Aquello era demasiado. Poniéndome de pie y decidida a dejar la sala le contesté:

—Porque no lo estimo necesario. El rey sabe tan bien la verdad que no debe pedir testimonio más que a sí mismo.

Nada más decir aquello me arrepentí. Acababa de acusar al rey, y lo peor, ante uno de los suyos. En menos de dos horas su majestad estaría al tanto de mi imprudencia.

¡Cuánta razón había tenido Antonio al decirme que vería cómo el cielo se turbaba! Pero esta vez no eran simples nubes, sino una gran tormenta la que parecía cernirse sobre nuestras cabezas. Sabíamos bien que Vázquez escribía al rey a diario en contra de nosotros, por lo que Antonio decidió comenzar a hacerlo de nuevo rompiendo su promesa. Yo le animé, aduciendo que la voluntad de las personas puede incluso torcerse si sólo a una parte se escucha. Poco después, Antonio recibió un anónimo amenazándole. En él reconoció la escritura de Vázquez, que sin duda había sido el autor del mío pocos meses antes.

Las escoltas se reforzaron y algo debió de hacer Antonio por su parte, porque Vázquez también iba muy protegido. De todos modos, era extraño que el rey siguiera en sus trece, queriendo calmarnos con sus cartas, y que lo mismo hiciera con Vázquez. Todo ello nos confundía y enfadaba de tal modo que a punto estábamos de estallar.

Un día el cardenal de Toledo acudió a verme y me comentó que por la cabeza del rey pasaba la idea de alejar a Antonio de la corte enviándole como embajador a Venecia, lugar que sin ninguna duda recordaría con cariño de su época estudiantil. En cuanto a mí, podía permanecer en Madrid siempre y cuando limara mis asperezas con Vázquez.

La verdad es que ya no sabía qué pensar. Cuando Antonio había intentado alejarse el rey no se lo permitió, y tan sólo en unos meses su voluntad se tornaba contraria y mostraba un gran deseo por perderle de vista. ¿Por qué tanta contradicción?
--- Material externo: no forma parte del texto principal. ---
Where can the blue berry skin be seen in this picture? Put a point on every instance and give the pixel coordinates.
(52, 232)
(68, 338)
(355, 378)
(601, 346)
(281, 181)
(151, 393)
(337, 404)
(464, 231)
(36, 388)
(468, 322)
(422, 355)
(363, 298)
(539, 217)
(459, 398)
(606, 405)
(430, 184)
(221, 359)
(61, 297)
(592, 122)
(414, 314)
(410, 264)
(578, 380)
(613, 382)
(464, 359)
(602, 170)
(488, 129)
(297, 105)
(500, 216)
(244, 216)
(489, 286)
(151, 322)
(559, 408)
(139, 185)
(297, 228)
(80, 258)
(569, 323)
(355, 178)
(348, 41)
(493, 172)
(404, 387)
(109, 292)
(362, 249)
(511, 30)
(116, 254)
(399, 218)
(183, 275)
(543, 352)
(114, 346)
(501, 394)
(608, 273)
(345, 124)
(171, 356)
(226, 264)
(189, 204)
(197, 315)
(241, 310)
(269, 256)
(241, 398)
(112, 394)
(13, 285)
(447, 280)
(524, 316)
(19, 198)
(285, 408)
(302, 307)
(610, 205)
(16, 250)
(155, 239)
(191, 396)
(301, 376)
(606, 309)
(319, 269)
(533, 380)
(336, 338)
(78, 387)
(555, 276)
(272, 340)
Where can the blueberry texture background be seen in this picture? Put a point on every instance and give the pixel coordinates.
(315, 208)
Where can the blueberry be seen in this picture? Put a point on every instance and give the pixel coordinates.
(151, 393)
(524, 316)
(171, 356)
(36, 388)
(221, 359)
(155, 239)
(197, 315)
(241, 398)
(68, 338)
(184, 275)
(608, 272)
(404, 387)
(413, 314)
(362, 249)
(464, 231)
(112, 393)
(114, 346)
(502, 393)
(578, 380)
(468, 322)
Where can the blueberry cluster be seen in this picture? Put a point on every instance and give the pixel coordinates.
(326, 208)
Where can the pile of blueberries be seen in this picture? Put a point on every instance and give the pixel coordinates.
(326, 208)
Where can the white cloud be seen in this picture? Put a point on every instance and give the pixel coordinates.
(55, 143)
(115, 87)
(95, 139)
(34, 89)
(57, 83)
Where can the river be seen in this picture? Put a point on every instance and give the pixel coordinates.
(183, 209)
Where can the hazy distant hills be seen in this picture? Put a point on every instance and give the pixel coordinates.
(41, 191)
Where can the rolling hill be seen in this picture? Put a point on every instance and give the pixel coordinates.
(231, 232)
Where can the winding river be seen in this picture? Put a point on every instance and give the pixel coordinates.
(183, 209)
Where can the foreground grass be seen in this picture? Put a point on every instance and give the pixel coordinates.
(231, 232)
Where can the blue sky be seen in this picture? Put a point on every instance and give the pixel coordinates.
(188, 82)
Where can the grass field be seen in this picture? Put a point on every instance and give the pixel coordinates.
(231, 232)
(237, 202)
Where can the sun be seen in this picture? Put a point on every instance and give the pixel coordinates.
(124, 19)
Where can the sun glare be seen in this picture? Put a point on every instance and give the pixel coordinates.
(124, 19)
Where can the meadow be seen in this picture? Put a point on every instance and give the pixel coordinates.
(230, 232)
Hoy piensa una cosa y mañana la contraria. Mis temores despertaron de nuevo, pero lo que estaba claro es que nunca en mi vida consentiría el tratar con Vázquez, aquel ser inmundo que había conseguido malograr tanto nuestro honor.

Tanta vacilación real lo único que consiguió fue un fuerte enfrentamiento entre todos los cortesanos de Madrid. Había logrado que la mitad de la corte estuviese con nosotros, mientras la otra mitad apoyaba al bellaco, pues nadie andaba indeciso sobre qué posición tomar.

Finalmente, el día de Santa Ana el cardenal Granvela llegó a Madrid de su exilio romano.

Aunque no hubiese sido yo la artífice de su destitución, sabía bien que Ruy había tenido gran parte de responsabilidad en aquella decisión. En un principio, sin considerar el rencor, estábamos confiados, suponiendo que su misión tenía que ser la de cubrir la vacante que tarde o temprano dejaría Vázquez.

Al enterarme de lo de Venecia, empecé a pensar que cabía la posibilidad de que fuera Antonio el destituido.

La misma noche de la llegada de Granvela, Antonio vino a casa. Aquellas fáciles y acostumbradas visitas hacía ya meses que se habían convertido en menos asiduas. Pero aquel día en mi aposento quedaría en mi memoria para siempre y el recordarlo me proporcionaría, más adelante, el consuelo que tanto necesité.

Llegó embozado en su capa. Lejos y olvidados estaban ya los días en que nos veíamos discretamente pero sin miedos.

—En el Alcázar sólo se me consultan y pasan documentos de los asuntos de menor entidad y ya hace días que el rey no me llama a su presencia a solas —dijo, después de besarme apresuradamente.

—Ya sabéis lo cambiante que puede llegar a ser. De todos modos no creo que vaya a tomar grandes represalias contra nosotros, no porque nos aprecie, pues a estas alturas pienso que sólo ha sido capaz de amar a Isabel, y a veces hasta lo dudo, pero sí por miedo miserable a las consecuencias.

—No estés tan segura de ello.

No lo estaba. Es más, en ese momento pensé que a él le impondrían el destierro y que si ello sucedía, acostumbrada como estaba a su presencia, quién sabe si mi corazón iba a resistirlo. Por lo que acercándome, me aferré a su pecho con tanta fuerza que el abrazo me dejó casi sin respiración, y las lágrimas empezaron a correr por mis mejillas. Entonces, separándose lo justo, siempre en silencio, me tomó de la barbilla y me miró con ternura. Luego enlazó con un brazo mi cintura y me condujo hasta el lecho.

Cuando desperté ya no estaba a mi lado. Quizá fue mejor así, porque os confieso que no me hubiesen faltado fuerzas para encadenarlo allí mismo.